In my perhaps warped mind, this discussion got me thinking about Kant. Ever since I had taken a course on Kant's Critique of Pure Reason, I had been skeptical of Kant's stated goal of providing the necessary conditions for all possible experience. I, influenced heavily by the professor of course, had interpreted this to mean not simply human experience, but the experience of any experiencing being, which would include extraterrestrial beings. How could it be possible, I thought, to make an argument which, though transcendental, must be based on at least introspective evaluations of human (or a human's) experience, and have it apply to all possible experiencing beings? This seemed to me patently absurd.

My skepticism of Kant's project was bolstered by my affinity with the ecological psychology of J.J. Gibson and the phenomenology of Maurice Merleau-Ponty. Both thinkers were Kantians of sorts, as is just about anyone who studies the mind in the 20th or 21st century, but where they differed from Kant, or at least, where I saw them differing from Kant, was in the role that our own concerns, needs, or goals, and bodies played in determining the nature of our experience, or our experience of nature. For them, as well as the psychologists and philosophers who were influenced by them (and many of their predecessors as well), we are embodied, situated creatures, and the conditions of our experience are necessarily wrapped up in that embodiment and situatedness.

To me, this seemed like a direct challenge to the Kantian project. If our experience is embodied and situated, how can we possibly extract anything universal from it? Wouldn't the conditions of possible experience for differently embodied and situated creatures necessarily be different? The two exceptions, of course, would be embodiment and situatedness. In a way, these are the Gibsonian and Merleau-Pontyan universal conditions for all experience. But any transcendental argument about the conditions of all possible experience beyond that would be impossible, right?

This is where my myopia took me, until that conversation with the two biologists. After that conversation, I realized that something like the Kantian project might be possible if nature limits the possibilities of embodiment and situatedness. That is, with a firm grasp of the ways in which the facts of the physical universe limit our embodiment (e.g., biasing our body plans towards bilateral symmetry, particularly as organisms become more complex), we might be able to suss out a basic set of necessary conditions for possible experience that would apply to all possible experiencing beings in the physical universe.
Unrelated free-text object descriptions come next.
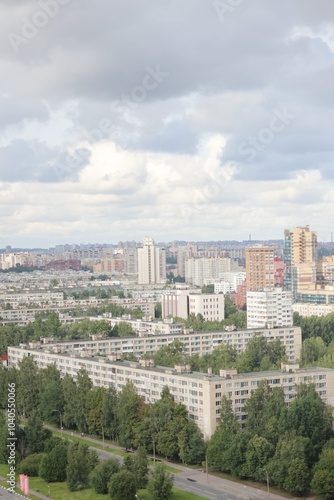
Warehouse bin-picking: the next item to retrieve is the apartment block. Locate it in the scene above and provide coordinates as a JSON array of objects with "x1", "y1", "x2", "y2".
[
  {"x1": 247, "y1": 289, "x2": 293, "y2": 329},
  {"x1": 161, "y1": 289, "x2": 225, "y2": 322},
  {"x1": 245, "y1": 246, "x2": 275, "y2": 291},
  {"x1": 293, "y1": 302, "x2": 334, "y2": 317},
  {"x1": 138, "y1": 238, "x2": 166, "y2": 284},
  {"x1": 7, "y1": 324, "x2": 301, "y2": 362},
  {"x1": 8, "y1": 346, "x2": 333, "y2": 440},
  {"x1": 185, "y1": 258, "x2": 231, "y2": 287}
]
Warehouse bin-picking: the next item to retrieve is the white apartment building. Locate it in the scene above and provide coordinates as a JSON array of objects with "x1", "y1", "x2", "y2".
[
  {"x1": 96, "y1": 316, "x2": 189, "y2": 336},
  {"x1": 161, "y1": 289, "x2": 224, "y2": 321},
  {"x1": 161, "y1": 289, "x2": 190, "y2": 319},
  {"x1": 7, "y1": 346, "x2": 334, "y2": 440},
  {"x1": 138, "y1": 238, "x2": 166, "y2": 285},
  {"x1": 185, "y1": 258, "x2": 231, "y2": 287},
  {"x1": 293, "y1": 302, "x2": 334, "y2": 317},
  {"x1": 188, "y1": 294, "x2": 225, "y2": 322},
  {"x1": 0, "y1": 292, "x2": 64, "y2": 307},
  {"x1": 214, "y1": 272, "x2": 246, "y2": 294},
  {"x1": 7, "y1": 325, "x2": 301, "y2": 362},
  {"x1": 247, "y1": 289, "x2": 293, "y2": 329}
]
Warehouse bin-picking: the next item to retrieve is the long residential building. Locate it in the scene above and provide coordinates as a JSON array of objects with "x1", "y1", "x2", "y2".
[
  {"x1": 7, "y1": 346, "x2": 334, "y2": 440},
  {"x1": 7, "y1": 324, "x2": 302, "y2": 362}
]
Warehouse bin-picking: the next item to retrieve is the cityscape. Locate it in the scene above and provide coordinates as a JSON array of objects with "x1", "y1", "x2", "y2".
[{"x1": 1, "y1": 1, "x2": 334, "y2": 500}]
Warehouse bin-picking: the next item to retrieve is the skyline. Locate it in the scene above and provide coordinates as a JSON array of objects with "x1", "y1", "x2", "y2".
[{"x1": 1, "y1": 1, "x2": 334, "y2": 246}]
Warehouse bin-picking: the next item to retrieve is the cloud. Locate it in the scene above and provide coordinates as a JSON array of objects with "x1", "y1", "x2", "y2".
[{"x1": 1, "y1": 0, "x2": 334, "y2": 244}]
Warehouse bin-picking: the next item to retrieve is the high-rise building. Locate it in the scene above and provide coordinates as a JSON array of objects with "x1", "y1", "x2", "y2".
[
  {"x1": 284, "y1": 226, "x2": 318, "y2": 295},
  {"x1": 137, "y1": 238, "x2": 166, "y2": 284},
  {"x1": 245, "y1": 246, "x2": 274, "y2": 291},
  {"x1": 246, "y1": 288, "x2": 293, "y2": 329}
]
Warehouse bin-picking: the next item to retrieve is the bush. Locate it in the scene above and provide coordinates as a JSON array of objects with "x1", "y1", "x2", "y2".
[{"x1": 18, "y1": 453, "x2": 45, "y2": 476}]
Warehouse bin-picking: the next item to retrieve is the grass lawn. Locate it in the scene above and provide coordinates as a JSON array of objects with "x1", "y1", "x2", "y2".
[
  {"x1": 51, "y1": 429, "x2": 182, "y2": 473},
  {"x1": 138, "y1": 488, "x2": 208, "y2": 500},
  {"x1": 1, "y1": 463, "x2": 206, "y2": 500}
]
At the very least, this seems like an interesting line of research, and one that, in true Merleau-Pontyan fashion, would have to rely heavily on philosophical reasoning and empirical science. What would be needed would be a Kantian transcendental argument for the 21st century, utilizing biology, physics, phenomenology, philosophy of mind, and cognitive science. This would, of course, be a massive undertaking, a sort of science (in the old sense of Wissenschaft) in and of itself, rather than the grand system-making of one person, but it seems possible. Or does it? What do you think?